Hockey players need to know what insurance covers – and what it doesn’t.

Kyle Curtis

a player skating into the corner with the puck as three opponents chase him down to get the puck at the Paradise Double Ice Complex
Players enjoy a friendly Pennecon Men’s Recreational League game at the Paradise Double Ice Complex. Though rec hockey isn’t usually associated with violence, players could be sued if they injure other players, and insurance wouldn’t cover their liability. Kyle Curtis/Kicker

Are you covered? Local hockey players need to know what happens after an injury occurs to them.

A recent CBC article reported about Drew Casterton, who was hit from behind playing in a local hockey league in Ottawa back in 2012. He suffers from severe headaches and fatigue caused by the injury and has just now received a settlement of $702,551 in total after suing the player who hit him.

Hockey players love the physical aspect of the game, but what happens when a player gets injured or seriously injures another player? Private medical insurance and the league’s insurance play a huge role when players get injured.

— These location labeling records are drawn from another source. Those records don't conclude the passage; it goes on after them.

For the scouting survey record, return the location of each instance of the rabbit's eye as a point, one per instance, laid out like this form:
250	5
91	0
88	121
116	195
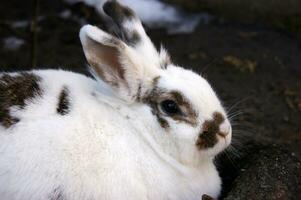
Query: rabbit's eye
170	107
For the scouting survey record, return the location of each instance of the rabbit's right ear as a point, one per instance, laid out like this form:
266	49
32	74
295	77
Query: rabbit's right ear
113	61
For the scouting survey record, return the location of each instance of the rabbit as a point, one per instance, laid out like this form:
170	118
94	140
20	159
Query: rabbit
142	128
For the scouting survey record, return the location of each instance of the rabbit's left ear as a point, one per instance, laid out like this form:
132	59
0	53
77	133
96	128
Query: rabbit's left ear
113	61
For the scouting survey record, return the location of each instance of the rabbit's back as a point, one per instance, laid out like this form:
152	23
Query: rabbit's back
53	135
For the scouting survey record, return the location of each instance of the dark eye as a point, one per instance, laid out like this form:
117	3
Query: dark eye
170	107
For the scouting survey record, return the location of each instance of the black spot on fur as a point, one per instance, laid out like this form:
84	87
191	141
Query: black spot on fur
208	136
150	99
119	14
63	106
16	90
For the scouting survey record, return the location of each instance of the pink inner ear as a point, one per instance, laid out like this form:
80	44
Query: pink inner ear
105	61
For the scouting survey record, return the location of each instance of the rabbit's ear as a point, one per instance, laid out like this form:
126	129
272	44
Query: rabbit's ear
112	61
131	32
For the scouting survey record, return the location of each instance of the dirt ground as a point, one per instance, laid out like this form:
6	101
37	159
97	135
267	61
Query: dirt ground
256	71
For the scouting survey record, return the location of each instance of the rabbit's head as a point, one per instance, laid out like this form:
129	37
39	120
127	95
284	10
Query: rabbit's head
188	119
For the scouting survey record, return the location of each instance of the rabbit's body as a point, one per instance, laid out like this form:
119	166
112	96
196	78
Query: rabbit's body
92	151
142	129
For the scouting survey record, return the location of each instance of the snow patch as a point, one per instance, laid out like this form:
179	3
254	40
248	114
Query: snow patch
156	14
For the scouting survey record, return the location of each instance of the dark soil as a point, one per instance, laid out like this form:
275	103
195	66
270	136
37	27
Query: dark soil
256	72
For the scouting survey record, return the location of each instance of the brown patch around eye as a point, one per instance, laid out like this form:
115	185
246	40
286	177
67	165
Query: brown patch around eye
157	95
210	129
16	90
63	106
190	115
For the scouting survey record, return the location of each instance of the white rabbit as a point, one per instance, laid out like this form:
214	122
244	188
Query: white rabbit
144	129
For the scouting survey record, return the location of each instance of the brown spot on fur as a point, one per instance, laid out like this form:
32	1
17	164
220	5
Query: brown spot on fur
157	95
210	129
16	90
63	106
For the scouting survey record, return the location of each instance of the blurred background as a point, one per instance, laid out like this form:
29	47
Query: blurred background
250	51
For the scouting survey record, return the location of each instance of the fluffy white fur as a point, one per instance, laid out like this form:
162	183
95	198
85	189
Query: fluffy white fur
110	146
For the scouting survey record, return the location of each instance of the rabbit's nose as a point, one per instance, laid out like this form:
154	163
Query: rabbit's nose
224	129
211	129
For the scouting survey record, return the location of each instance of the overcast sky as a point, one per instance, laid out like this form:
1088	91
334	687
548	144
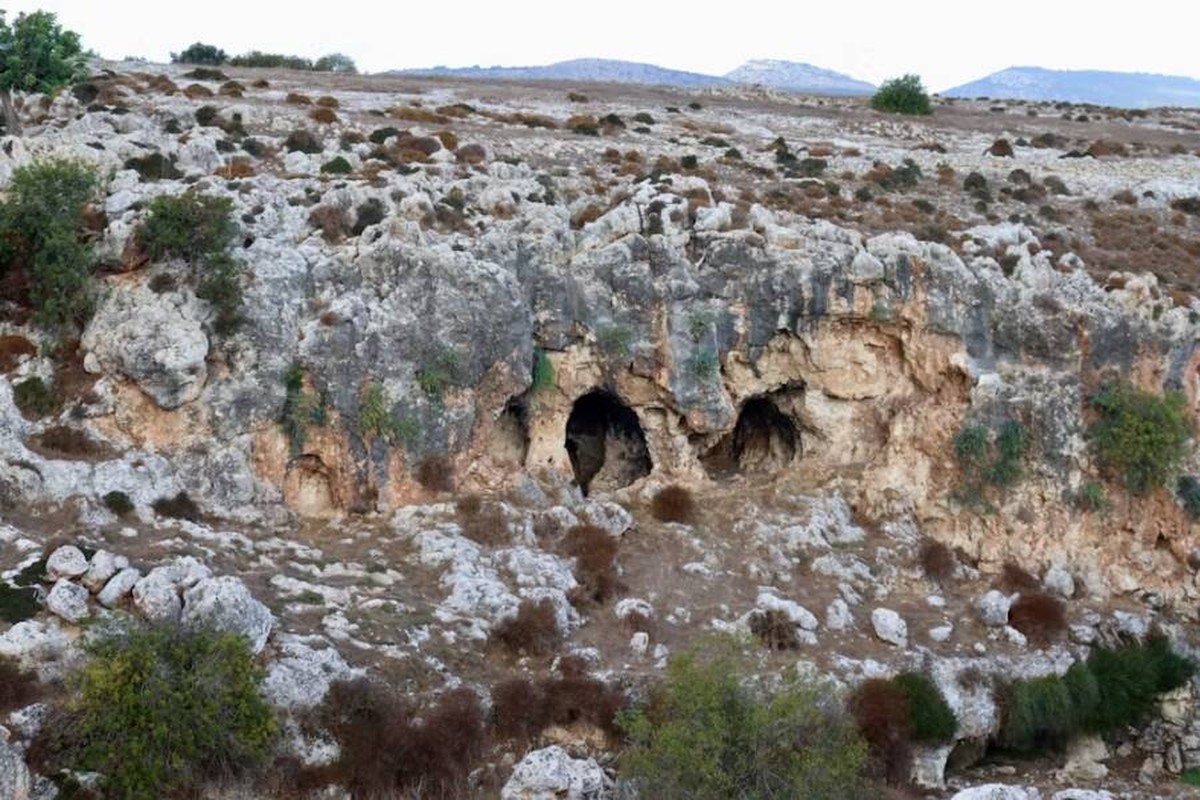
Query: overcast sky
947	43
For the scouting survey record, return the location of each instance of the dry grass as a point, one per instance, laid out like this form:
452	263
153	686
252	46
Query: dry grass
532	632
595	563
937	561
673	503
1039	617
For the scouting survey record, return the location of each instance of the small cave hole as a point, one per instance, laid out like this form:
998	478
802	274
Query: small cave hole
765	439
510	434
605	443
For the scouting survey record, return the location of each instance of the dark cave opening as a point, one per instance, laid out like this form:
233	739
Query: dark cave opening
605	443
765	439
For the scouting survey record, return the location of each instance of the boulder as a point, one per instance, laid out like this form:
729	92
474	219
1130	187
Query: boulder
889	626
119	587
551	774
226	605
69	600
16	782
155	340
67	561
102	567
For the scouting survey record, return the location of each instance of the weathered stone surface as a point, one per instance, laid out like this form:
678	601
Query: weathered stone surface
889	626
225	603
551	774
69	600
66	561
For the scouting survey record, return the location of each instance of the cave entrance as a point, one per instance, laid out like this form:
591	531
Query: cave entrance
763	440
605	443
509	443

Scott Campbell, director of leagues for Canlan Ice Sports in Toronto, says that any player who is in a league that is registered under Hockey Canada can access benefits through that association.

Campbell says that in a case in which an injured player had private health insurance, a portion of medical expenses would be covered by that plan and a portion would be covered by Hockey Canada’s policy.

“You incur, let’s say, $1,000 worth of physio benefits; you’d get $250 covered from your primary [insurance], the next $500 would be covered from Hockey Canada,” said Campbell. “Then that player would be out of pocket for $250.”

Private medical insurance can be costly for someone who doesn’t have an insurance plan from their workplace. Manulife Insurance’s base plan for a recreational hockey player to get covered is $754.80 a year and will cover up to $250 of yearly physiotherapy bills.

According to Campbell, players from a league who aren’t covered under Hockey Canada’s policy and who don’t have their own primary insurance would have to pay their medical bills themselves.

Agitators can be sued

If an injury is caused by another player, the injured player can sue the culprit to cover missed time and medical bills.

However, Stephen Marshall, a senior partner and lawyer at Roebothan, McKay and Marshall, explains that just because you sue a person for a hockey injury and end up getting a settlement, it doesn’t mean you’ll receive the money immediately.

If the defendant doesn’t have the money to pay the settlement, the plaintiff will have to wait until he or she does. This is because no liability policies in Canada will cover sports-related injuries, meaning the defendant has to pay the settlement out of his or her own pocket.

Marshall himself was injured after a hit from behind into the boards in a non-contact tournament in Florida in April 2019. Suffering from torn biceps and multiple head injuries, he had to undergo reconstructive surgery.

“My only recourse would be if I sued him,” said Marshall.

Marshall didn’t pursue the case because he didn’t want to go through a long judicial process that might not lead to any compensation.

The lawyer says that people who are known to be rough players need to think twice about crushing somebody into the corner. Most players don’t seem to realize that if they seriously hurt someone, they could have a lawsuit on their hands.